A local entrepreneur intends to shake up the certified mail market.
In the 2017 fiscal year, the U.S. Postal Service recorded 199 million articles of certified mail, translating to $667 million.
Idan Udi Edry, CEO of Trustifi, said users now have a digital way of assuring that virtual mail is securely delivered to and received by the intended recipient, and for less money.
“The big challenge was not only to move the physical product to a digital product and to get the same result, the challenge was also to encrypt it,” Edry said. “Trustifi has a military grade encryption that nobody can hack or steal information contained in the email.”
Trustifi formally launches Thursday.
Trustifi works through a web-based portal or with an installed plugin for Outlook or Gmail, and encrypts files with one click.
Edry said many other services encrypt files through a dedicated server or service provider, presenting an opportunity for the information to be hacked or stolen before it gets encrypted.
The service also ensures the intended recipient is the only one who can open the email, be it two-factor authentication or an e-signature.
Edry moved to Las Vegas from Santa Clara, California, in 2016 while he was CEO of cybersecurity company Nation-E. At the same time that he made his move into Las Vegas, Nation-E changed owners and Edry left.
“Literally I moved in with my luggage and thought, ‘OK, what am I going to do now?’”
Not long after, he got a phone call from Rom Hendler, director of investment strategy at the investment group founded by Victor Chaltiel, Redhills Ventures.
“They were looking for somebody to lead the startup.

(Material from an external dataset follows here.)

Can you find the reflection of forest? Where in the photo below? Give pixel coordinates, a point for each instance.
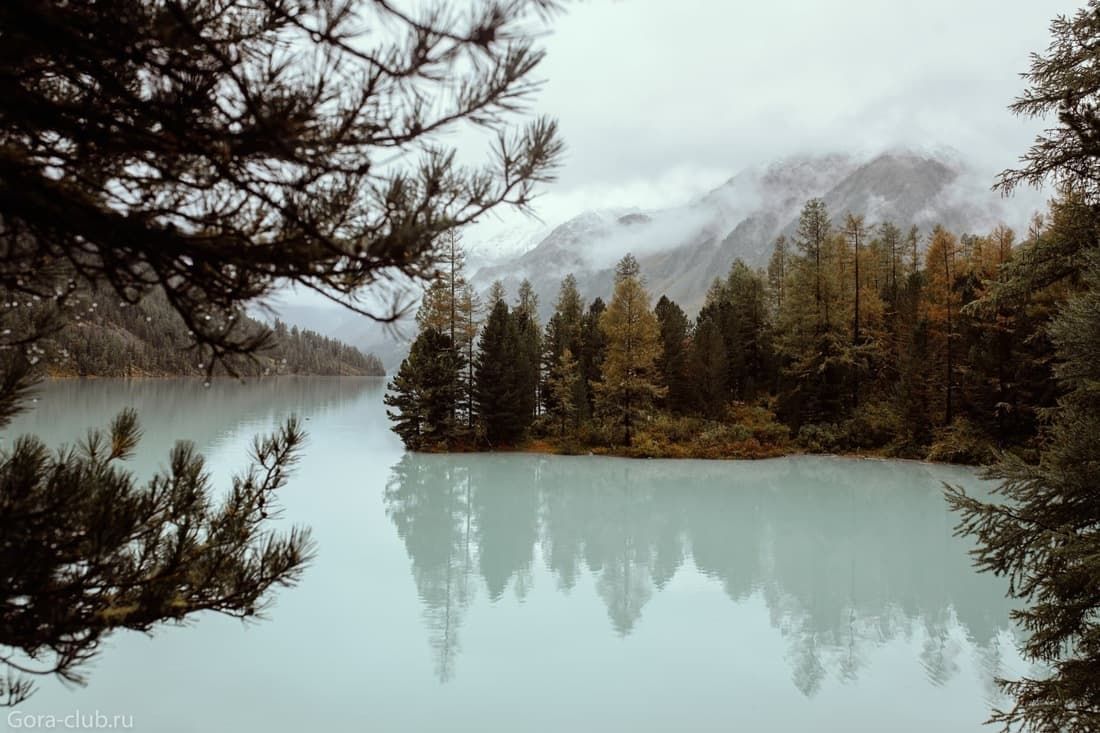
(846, 554)
(180, 408)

I said I wasn’t interested in leading another startup, and you see how this ends,” Edry joked.
Ultimately, Edry said the opportunity was too enticing and he was drawn by the idea, the potential and the challenge.

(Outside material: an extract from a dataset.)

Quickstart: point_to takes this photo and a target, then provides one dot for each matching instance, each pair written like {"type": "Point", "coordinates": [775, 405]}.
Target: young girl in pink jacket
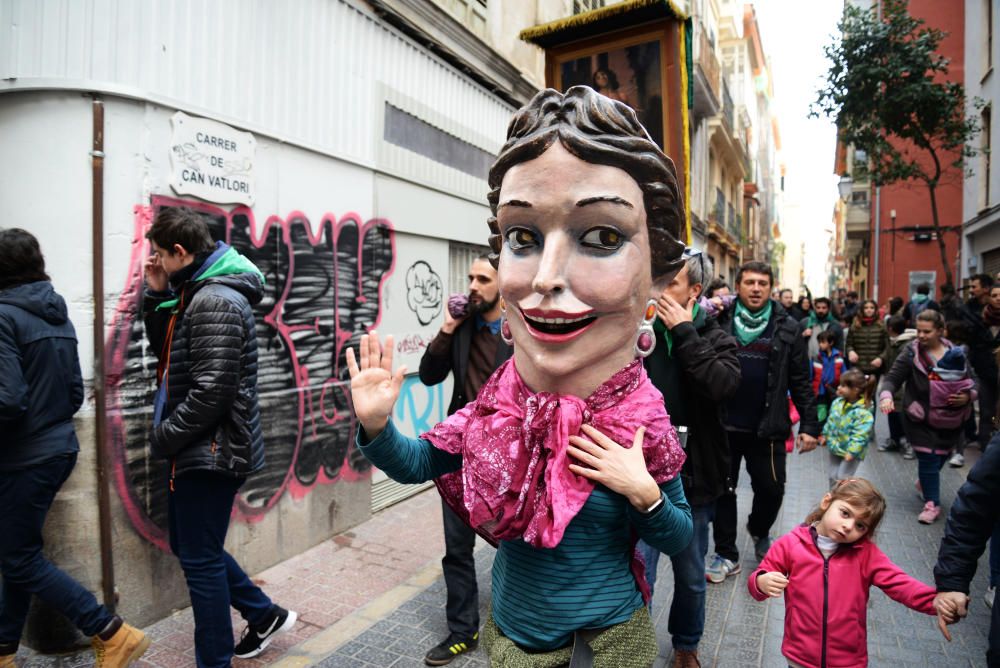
{"type": "Point", "coordinates": [825, 568]}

Working out of a Summerlin office, it took Edry about 1 1/2 years to develop Trustifi, which was a brainchild of longtime Las Vegas businessman Chaltiel, who died in August 2014.

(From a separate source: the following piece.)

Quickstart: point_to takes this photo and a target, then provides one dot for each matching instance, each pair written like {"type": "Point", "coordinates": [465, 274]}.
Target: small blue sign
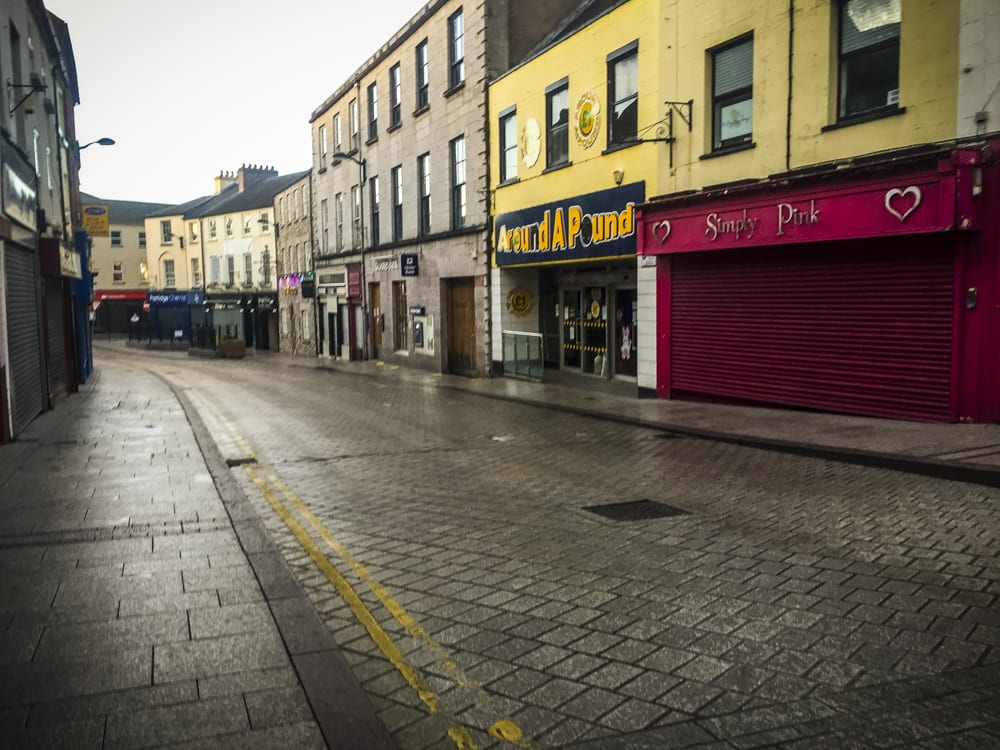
{"type": "Point", "coordinates": [409, 264]}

Hendler said Trustifi has the potential to secure not only personal communication but also communications across several industries, including health care, financial services and law.
“Email security is one of the most overlooked and underfunded aspects of the overall security market,” Hendler said.
Edry currently has a team of 15 spread across the U.S. and in Israel.
He said he intends to grow the team in Las Vegas, first by relocating part of his team from Israel and then by hiring at least five new employees this year.
So far it’s been difficult to recruit local programmers, he said.
“I need to relocate people from all over because unfortunately, I cannot find those people in Las Vegas,” Edry said.
Trustifi has between 40 and 60 clients across seven states and Washington, D.C.
Victor Chaltiel became known to Southern Nevadans for his folksy television commercials during the 2011 mayor’s race in which he and supporters flashed two fingers in the shape of the letter “V” while proclaiming “V for Victor.”
Victor Chaltiel was the founder and chairman of Redhills Ventures, a private investment firm focusing in technology start-ups. He was also the founder and chairman of Health Data Insights Inc., a Las Vegas-based company specializing in reducing healthcare costs.
Prior to founding Redhills Ventures, Chaltiel served as chairman and CEO for five years at Total Renal Care Holdings Inc., a publicly traded company which is now known as now Davita.